After connecting to the SVAR React Gantt MCP server, here’s what Cursor gives you in response to: “I’m new to SVAR React Gantt, could you create a quick start example?”

Key Takeaways for Building Your Own RAG-MCP Solution

While this article is based on SVAR React Gantt, the following takeaways apply to anyone building an MCP server for their own product or documentation.

When it comes to delivering intelligent, context-aware assistance through an MCP server, success hinges on more than just code.

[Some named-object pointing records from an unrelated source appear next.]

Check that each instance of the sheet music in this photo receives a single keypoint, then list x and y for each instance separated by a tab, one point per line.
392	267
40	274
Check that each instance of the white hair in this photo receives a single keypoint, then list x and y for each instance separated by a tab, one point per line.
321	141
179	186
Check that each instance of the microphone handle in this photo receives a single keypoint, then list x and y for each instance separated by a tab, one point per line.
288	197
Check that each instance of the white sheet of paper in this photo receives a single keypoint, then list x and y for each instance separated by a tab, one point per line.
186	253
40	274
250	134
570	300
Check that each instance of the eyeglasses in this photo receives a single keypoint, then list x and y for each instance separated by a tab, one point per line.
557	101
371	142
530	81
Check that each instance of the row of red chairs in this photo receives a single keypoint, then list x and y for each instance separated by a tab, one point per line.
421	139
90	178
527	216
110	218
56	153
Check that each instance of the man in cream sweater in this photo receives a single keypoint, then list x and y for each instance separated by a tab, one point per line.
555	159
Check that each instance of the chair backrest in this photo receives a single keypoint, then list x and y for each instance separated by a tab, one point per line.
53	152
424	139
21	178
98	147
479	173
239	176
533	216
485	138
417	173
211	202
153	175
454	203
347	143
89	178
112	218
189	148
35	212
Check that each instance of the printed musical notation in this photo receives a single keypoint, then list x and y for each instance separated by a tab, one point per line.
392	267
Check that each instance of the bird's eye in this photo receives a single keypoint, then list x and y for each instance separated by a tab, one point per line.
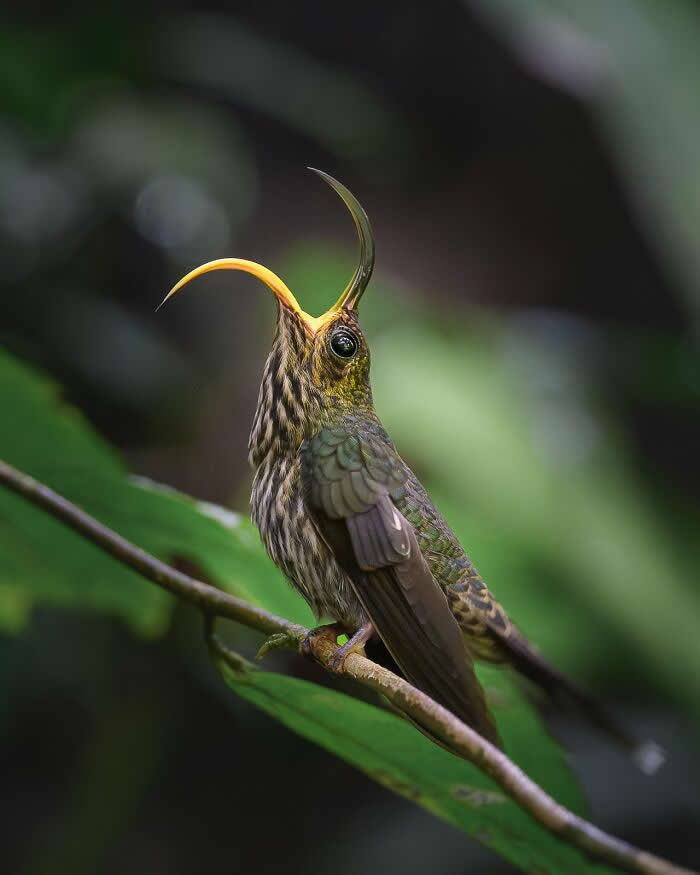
344	344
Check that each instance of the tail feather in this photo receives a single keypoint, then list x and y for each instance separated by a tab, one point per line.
648	755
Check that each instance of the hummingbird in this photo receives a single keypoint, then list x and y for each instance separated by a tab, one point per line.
350	524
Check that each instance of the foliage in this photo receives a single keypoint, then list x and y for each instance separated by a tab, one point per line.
43	561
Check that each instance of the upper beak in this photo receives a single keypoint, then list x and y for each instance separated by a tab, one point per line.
349	298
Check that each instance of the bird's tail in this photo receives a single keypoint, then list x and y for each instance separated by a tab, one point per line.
647	754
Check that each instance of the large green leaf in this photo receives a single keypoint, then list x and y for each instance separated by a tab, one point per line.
389	750
42	560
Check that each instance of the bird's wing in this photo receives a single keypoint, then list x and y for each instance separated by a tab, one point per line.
350	483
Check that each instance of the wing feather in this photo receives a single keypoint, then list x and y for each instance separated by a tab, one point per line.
351	481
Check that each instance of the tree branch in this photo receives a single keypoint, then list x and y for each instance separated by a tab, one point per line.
441	722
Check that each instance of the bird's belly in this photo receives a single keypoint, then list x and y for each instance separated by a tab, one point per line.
294	545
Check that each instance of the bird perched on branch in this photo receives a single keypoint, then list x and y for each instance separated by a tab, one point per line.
350	524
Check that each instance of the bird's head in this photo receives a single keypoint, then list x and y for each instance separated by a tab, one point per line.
318	369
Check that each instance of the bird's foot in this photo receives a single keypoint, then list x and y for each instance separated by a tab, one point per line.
329	631
356	644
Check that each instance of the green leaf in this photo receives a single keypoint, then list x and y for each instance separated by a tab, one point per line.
43	561
392	752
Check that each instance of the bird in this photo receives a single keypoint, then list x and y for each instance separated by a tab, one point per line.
350	524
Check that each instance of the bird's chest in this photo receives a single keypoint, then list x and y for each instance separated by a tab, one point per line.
279	510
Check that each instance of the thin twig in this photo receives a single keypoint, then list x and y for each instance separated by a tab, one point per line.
441	722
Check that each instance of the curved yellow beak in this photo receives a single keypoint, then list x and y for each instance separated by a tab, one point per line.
271	280
349	298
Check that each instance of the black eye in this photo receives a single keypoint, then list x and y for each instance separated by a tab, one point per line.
344	344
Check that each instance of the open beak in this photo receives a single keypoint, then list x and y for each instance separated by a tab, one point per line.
350	297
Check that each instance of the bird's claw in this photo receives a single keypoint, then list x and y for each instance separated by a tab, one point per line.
356	644
329	631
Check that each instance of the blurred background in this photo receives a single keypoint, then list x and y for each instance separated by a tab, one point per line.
531	172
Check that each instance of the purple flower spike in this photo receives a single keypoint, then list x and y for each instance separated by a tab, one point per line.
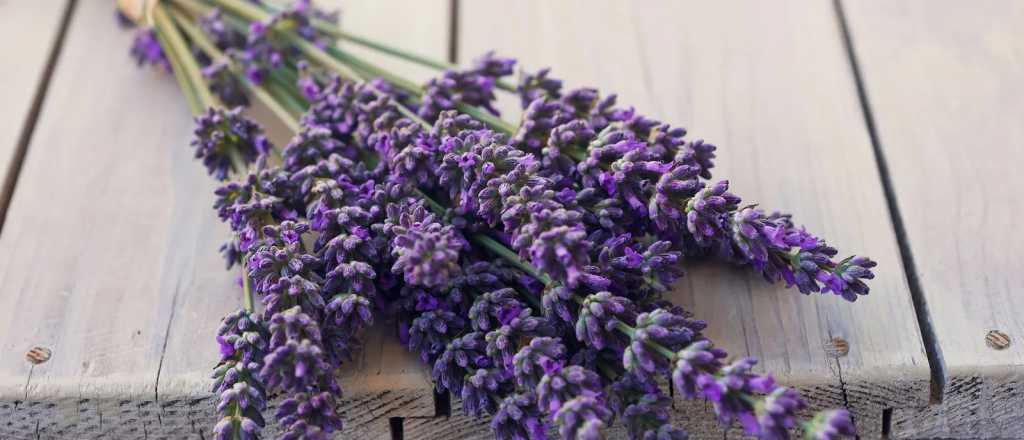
848	277
705	213
657	326
145	48
462	355
536	86
426	252
599	315
473	87
431	331
519	419
308	415
528	362
776	414
829	425
583	418
243	344
479	391
502	342
495	309
561	384
226	140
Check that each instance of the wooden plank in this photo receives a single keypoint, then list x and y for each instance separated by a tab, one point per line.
944	81
28	36
110	260
771	85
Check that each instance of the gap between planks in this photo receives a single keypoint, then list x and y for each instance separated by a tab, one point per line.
932	348
29	127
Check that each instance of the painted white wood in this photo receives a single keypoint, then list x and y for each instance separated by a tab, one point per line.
771	85
27	38
109	256
945	81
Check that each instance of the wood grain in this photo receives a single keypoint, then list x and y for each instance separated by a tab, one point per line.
945	82
110	259
771	85
28	38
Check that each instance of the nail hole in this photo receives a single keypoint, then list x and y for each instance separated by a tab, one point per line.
837	347
997	340
38	355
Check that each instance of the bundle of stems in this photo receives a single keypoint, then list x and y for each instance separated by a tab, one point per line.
525	261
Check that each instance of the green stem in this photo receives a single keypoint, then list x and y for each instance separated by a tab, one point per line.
375	71
203	42
176	43
252	12
281	93
247	290
336	32
179	75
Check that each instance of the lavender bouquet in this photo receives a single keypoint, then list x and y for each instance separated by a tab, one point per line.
525	262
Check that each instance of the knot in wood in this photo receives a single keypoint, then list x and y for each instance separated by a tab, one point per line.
38	355
837	347
997	340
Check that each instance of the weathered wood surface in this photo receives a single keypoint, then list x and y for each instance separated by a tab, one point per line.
771	85
945	82
109	257
28	37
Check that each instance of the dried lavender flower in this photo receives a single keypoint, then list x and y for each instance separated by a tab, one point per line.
227	141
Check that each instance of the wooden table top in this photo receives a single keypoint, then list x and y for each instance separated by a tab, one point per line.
893	128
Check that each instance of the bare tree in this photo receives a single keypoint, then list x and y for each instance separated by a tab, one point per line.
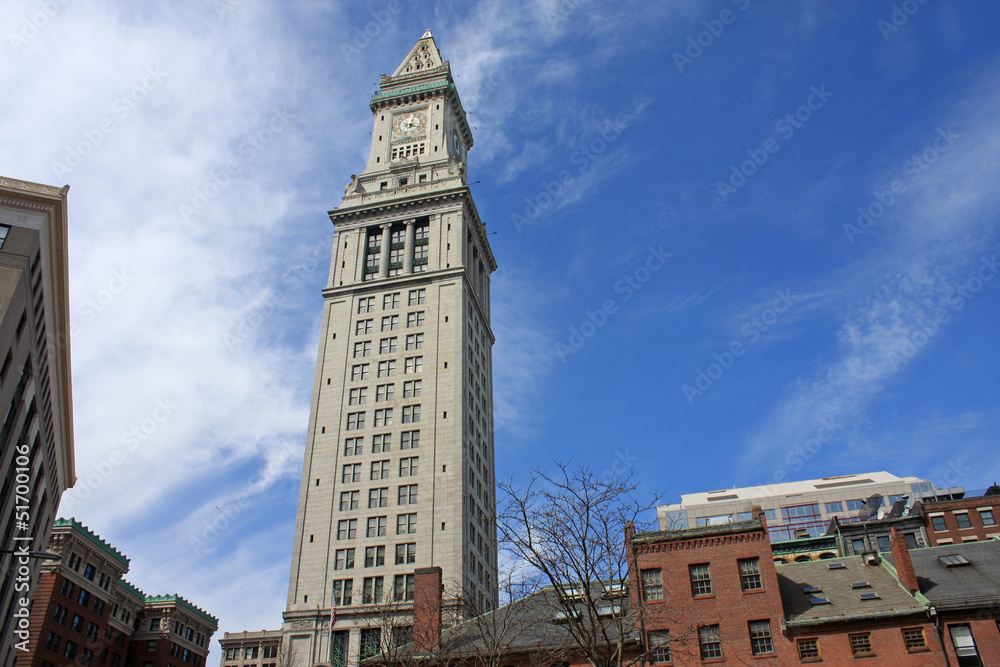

It’s about how you prepare your knowledge base, how you retrieve it, and how you empower users to trust the output.

Based on real-world implementation and iteration, here are three battle-tested pillars for building a performant, scalable, and trustworthy MCP server:

Start with Your Docs - Not Your Code

Before writing any code, invest time in structuring and verifying your documentation:

• Ensure your documentation reflects the latest product version. Outdated specs, deprecated APIs, or legacy workflows act like “context pollution”—silently degrading your LLM’s accuracy and confidence.
• Remove redundant, generic, or irrelevant content. Every extra paragraph dilutes the signal-to-noise ratio. Aim for precision, not volume.
• Test token usage early. Design chunking strategies before ingestion—balancing completeness with LLM context limits (e.g., 128K, 200K, or 1M tokens). Avoid silent truncation; design for graceful fit.

Choose Your RAG Stack Carefully

Retrieval-Augmented Generation (RAG) is the engine behind reliable MCP servers, but not all RAG pipelines are created equal. Here’s what you should consider:

• Embedding Model: Match dimensionality to scale. For small docs – 384D may suffice; for enterprise-scale knowledge – consider 768D–1024D models (e.g., text-embedding-3-large, gte-large, or fine-tuned options) for richer semantic separation.
• Chunking Strategy: Avoid extremes. Whole-document chunks are too vague; per-sentence chunks are too fragmented. Aim for semantically representative units like sections or Q&A pairs.
• Two-Stage Retrieval: Maximize both speed and accuracy. First stage (fast one): vector search via cosine similarity over the full index to get top-k candidates. Second stage (precise one): cross-encoder reranking on top hits.

Offer “Context-Only” Mode - It’s Underrated

Not every user wants (or needs) your LLM to generate the final answer. Introducing context delivery mode unlocks surprising value:

• User Trust: Developers sometimes prefer plugging your verified context into their own LLM, especially when compliance, fine-tuning, or security policies are involved.
• Cost Efficiency: Skipping generation compute — serving lightweight context payloads — reduces your computational load and latency, especially in high-volume scenarios.
• Debuggability: When things go sideways, you can inspect exactly what context was sent. No more black-box generation mysteries.

Wrapping Up

Building the MCP server for SVAR React Gantt is a practical step toward giving developers faster, more reliable access to our documentation directly inside their AI-assisted workflows. Instead of relying on outdated model knowledge, your AI tools can pull accurate, current information whenever you need it.

With MCP integration, you get correct API signatures, verified examples, and responses grounded in our actual docs. When we release updates to React Gantt, your AI assistant reflects those changes immediately. This reduces context switching, avoids guesswork, and makes working with the component more predictable and efficient.